A suite of instruments will be fielded at two astronomical sites in South America: Neiva, Colombia and Cerro Tololo, Chile. The instruments, including an ionospheric imaging system and GPS L1 scintillation monitors, will operate autonomously over the duration of the proposal. The data collected will be analyzed with other datasets in the region (e.g., Jicamarca observations, GPS total electron content data, C/NOFS measurements, etc.) when available to gain a broader understanding of how the local data fits into the physics of the entire magnetic flux tube. The data is to be analyzed jointly both between the different types of instruments and at the different locations.
More information on the installation at Cerro Tololo can be found here.
The Remote Equatorial Nighttime Observatory of Ionospheric Regions (RENOIR) project
Office of Naval Research
Jonathan J. Makela (PI)
Mar 2006-Dec 2007
Through this project, we will acquire equipment comprising a single remote equatorial nighttime observatory for ionospheric regions (RENOIR) station.
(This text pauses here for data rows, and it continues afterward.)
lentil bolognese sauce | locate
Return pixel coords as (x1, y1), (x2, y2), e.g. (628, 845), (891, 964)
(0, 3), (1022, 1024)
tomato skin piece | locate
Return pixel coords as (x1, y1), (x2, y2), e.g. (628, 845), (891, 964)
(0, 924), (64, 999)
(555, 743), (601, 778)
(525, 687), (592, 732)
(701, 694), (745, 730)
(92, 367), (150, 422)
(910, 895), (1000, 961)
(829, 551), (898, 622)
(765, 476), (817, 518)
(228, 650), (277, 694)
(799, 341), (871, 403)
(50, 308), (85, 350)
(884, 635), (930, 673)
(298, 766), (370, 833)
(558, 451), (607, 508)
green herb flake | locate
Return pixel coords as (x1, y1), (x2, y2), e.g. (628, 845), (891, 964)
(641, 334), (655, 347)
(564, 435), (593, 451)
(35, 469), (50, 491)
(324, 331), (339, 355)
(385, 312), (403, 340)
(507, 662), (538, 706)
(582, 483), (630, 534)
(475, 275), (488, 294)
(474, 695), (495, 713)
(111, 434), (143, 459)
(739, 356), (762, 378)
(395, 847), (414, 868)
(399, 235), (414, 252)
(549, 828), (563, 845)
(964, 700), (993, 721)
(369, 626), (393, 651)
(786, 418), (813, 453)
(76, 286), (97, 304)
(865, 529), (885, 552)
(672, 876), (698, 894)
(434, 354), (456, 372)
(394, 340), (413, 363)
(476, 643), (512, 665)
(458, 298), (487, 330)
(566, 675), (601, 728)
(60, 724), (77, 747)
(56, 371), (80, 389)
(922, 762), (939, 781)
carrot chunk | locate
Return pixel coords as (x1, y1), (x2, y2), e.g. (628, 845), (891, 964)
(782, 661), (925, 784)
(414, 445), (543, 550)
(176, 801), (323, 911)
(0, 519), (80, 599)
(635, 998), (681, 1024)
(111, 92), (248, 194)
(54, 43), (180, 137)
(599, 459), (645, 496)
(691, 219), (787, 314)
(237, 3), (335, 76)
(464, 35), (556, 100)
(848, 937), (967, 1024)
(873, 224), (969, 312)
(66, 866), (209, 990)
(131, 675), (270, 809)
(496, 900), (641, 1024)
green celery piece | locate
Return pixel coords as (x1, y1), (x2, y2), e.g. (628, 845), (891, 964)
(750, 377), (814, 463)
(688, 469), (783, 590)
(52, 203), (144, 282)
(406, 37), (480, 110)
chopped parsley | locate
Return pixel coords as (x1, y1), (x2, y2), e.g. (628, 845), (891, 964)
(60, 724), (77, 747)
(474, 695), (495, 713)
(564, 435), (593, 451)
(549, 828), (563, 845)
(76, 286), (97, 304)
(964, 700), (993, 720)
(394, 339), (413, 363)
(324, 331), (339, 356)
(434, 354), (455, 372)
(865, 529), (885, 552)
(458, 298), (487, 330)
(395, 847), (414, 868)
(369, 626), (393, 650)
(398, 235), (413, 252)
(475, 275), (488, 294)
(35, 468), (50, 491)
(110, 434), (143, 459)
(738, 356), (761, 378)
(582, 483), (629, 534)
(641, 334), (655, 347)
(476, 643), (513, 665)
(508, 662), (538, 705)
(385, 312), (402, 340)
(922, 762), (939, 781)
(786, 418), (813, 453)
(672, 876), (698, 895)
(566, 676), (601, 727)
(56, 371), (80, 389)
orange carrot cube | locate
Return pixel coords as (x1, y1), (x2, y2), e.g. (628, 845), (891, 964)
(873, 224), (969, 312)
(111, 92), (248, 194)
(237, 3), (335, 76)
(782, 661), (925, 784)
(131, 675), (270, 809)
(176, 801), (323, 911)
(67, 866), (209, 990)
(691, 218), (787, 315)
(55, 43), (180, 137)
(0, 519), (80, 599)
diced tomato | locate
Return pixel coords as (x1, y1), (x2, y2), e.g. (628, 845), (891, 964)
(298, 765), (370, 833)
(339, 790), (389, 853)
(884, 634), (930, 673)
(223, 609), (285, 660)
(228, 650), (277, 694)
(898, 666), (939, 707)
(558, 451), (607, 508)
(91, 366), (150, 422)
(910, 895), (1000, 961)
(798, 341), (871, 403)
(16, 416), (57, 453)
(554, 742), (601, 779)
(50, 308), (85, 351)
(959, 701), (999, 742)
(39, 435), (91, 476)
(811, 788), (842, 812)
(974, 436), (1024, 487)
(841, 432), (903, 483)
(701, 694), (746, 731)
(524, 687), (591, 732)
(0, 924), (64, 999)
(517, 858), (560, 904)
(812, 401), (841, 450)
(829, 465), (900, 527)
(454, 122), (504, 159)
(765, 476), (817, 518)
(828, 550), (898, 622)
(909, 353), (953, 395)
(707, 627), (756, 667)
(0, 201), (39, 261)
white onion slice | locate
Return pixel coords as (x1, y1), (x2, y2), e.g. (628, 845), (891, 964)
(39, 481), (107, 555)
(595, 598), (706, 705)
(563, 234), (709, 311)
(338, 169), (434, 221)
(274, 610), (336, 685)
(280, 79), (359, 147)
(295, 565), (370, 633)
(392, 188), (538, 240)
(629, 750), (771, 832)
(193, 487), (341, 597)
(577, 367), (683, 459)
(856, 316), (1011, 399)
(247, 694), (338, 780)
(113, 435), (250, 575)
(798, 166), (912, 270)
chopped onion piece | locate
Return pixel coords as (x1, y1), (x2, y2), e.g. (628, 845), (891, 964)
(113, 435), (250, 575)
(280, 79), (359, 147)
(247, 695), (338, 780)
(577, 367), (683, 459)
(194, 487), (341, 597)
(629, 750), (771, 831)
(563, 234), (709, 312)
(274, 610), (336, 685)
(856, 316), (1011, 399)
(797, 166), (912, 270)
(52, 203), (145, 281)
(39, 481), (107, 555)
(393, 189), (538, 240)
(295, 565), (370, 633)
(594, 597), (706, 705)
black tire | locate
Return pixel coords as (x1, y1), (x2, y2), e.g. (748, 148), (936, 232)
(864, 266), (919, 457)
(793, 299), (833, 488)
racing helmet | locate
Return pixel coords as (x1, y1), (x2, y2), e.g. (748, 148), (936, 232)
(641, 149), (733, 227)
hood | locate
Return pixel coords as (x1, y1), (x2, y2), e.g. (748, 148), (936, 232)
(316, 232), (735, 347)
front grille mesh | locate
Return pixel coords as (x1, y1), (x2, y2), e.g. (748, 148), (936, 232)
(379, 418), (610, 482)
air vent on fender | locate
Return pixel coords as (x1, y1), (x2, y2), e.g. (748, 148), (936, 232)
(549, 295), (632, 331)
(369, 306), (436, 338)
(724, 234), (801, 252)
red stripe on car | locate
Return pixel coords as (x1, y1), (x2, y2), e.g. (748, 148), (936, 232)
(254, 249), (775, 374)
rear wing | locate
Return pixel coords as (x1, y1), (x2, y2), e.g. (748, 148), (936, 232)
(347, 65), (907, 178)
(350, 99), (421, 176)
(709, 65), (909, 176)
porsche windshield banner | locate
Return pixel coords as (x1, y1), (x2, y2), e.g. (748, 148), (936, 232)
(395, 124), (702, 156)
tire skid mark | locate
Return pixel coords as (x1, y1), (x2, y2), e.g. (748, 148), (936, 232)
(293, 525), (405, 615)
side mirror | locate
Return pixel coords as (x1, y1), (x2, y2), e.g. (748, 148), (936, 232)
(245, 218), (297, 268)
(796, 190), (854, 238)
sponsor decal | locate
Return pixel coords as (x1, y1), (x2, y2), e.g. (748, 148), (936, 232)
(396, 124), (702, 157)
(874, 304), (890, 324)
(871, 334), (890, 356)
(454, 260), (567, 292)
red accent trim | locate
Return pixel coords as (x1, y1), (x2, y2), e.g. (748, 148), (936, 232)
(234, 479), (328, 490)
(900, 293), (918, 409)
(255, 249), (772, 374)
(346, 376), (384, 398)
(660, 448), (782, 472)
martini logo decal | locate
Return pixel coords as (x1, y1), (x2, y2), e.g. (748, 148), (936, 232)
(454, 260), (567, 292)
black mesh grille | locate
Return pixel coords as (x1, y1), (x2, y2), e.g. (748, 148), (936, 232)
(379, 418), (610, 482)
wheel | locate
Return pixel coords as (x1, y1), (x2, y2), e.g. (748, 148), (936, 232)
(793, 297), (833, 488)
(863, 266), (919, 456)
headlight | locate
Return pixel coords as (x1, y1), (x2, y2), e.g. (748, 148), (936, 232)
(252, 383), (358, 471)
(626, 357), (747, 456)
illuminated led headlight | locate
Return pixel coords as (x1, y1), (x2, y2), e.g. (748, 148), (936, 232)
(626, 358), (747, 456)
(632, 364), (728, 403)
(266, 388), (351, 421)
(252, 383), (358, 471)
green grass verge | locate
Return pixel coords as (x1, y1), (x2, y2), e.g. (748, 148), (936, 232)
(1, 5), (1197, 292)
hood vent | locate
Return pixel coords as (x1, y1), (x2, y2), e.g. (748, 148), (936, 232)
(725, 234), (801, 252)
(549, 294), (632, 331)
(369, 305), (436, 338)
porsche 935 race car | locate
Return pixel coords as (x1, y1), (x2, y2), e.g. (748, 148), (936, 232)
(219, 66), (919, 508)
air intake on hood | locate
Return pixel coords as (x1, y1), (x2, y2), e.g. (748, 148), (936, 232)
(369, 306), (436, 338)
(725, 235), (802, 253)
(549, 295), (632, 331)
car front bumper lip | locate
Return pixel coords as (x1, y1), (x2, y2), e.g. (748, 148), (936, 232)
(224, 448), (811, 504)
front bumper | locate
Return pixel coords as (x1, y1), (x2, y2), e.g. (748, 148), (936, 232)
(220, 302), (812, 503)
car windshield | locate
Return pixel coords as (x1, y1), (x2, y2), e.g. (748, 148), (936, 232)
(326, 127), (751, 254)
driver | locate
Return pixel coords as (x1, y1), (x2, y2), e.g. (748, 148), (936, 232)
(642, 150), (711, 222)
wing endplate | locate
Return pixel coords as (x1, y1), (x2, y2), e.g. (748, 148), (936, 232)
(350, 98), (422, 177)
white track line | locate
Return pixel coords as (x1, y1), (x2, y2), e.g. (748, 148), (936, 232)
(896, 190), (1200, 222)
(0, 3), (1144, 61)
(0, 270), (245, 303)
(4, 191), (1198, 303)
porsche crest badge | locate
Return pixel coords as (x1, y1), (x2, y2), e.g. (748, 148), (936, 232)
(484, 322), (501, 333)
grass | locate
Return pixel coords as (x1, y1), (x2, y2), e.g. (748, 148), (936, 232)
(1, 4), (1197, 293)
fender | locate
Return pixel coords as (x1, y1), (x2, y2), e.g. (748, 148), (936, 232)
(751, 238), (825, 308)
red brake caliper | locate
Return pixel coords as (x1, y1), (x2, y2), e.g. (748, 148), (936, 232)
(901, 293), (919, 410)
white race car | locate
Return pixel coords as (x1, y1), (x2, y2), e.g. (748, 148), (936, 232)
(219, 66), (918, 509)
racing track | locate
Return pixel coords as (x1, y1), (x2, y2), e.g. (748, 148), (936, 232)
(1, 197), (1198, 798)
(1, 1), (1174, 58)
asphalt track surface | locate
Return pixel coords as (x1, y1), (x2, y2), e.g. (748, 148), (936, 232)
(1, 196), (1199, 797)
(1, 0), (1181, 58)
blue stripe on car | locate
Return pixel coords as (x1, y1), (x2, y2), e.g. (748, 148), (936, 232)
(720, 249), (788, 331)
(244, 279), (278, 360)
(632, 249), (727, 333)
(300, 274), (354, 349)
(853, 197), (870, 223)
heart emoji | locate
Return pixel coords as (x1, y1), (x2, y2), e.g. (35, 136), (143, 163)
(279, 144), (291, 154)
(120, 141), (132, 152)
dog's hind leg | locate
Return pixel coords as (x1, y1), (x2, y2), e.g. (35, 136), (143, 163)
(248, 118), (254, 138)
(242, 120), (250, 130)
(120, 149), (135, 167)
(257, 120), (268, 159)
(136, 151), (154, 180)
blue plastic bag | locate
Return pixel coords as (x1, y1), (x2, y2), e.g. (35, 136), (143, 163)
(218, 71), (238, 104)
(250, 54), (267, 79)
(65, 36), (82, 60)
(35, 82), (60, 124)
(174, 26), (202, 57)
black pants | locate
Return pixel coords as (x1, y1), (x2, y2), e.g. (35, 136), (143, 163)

The station consists of a single wide-field imaging system, two Fabry-Perot interferometers, a dual-frequency GPS receiver, and an array of single-frequency GPS scintillation monitors. When installed, the RENOIR station will provide an unprecedented view of the nighttime ionosphere/thermosphere system. Through the construction and deployment of a RENOIR station, we hope to come to a better understanding of the variability in the nighttime ionosphere and the effects this variability has on critical satellite navigation and communication systems. We intend to field of the RENOIR station in collaboration with the International Heliophysical Year.
CAREER: Multi-Technique Study of Ionospheric Irregularities at Mid-Latitudes
National Science Foundation
Jonathan J. Makela (PI)
Jun 2007-May 2012
The research component of this CAREER proposal focuses on developing and deploying two clusters of optical and radio equipment to study irregularities that occur in the nighttime mid-latitude F region. The education component integrates the research conducted into the classroom through the development of modules and laboratory experiments pertaining to the instrumentation used in this study.
Two clusters of instrumentation consisting of a wide-field ionospheric imaging system, a dual-frequency GPS receiver, and a single-frequency GPS scintillation monitor will be deployed to the Caribbean as part of the proposed research. The deployed instruments, in conjunction with other instruments in the region (especially those at the Arecibo Observatory), will allow us to address at least three sets of scientific questions:
- What are the physical extent, seasonal properties, and lifetimes of nighttime F-region structures observed over the Caribbean?
- What is the genesis region and mechanism for the different types of structures present in the nighttime F-region ionosphere? Do they grow locally, or are they coupled from low latitudes? What effect on trans-ionospheric radio wave propagation do these irregularities have?
- Are the enhancements in electron density commonly seen in the American sector during severe geomagnetic storms effective in creating scintillations on critical trans-ionospheric radio links?
Previous studies lacked the spatial coverage to address these questions. Nor did they have instrumentation to measure the scintillation effects on critical satellite links. Both of these shortcomings are addressed in this research plan.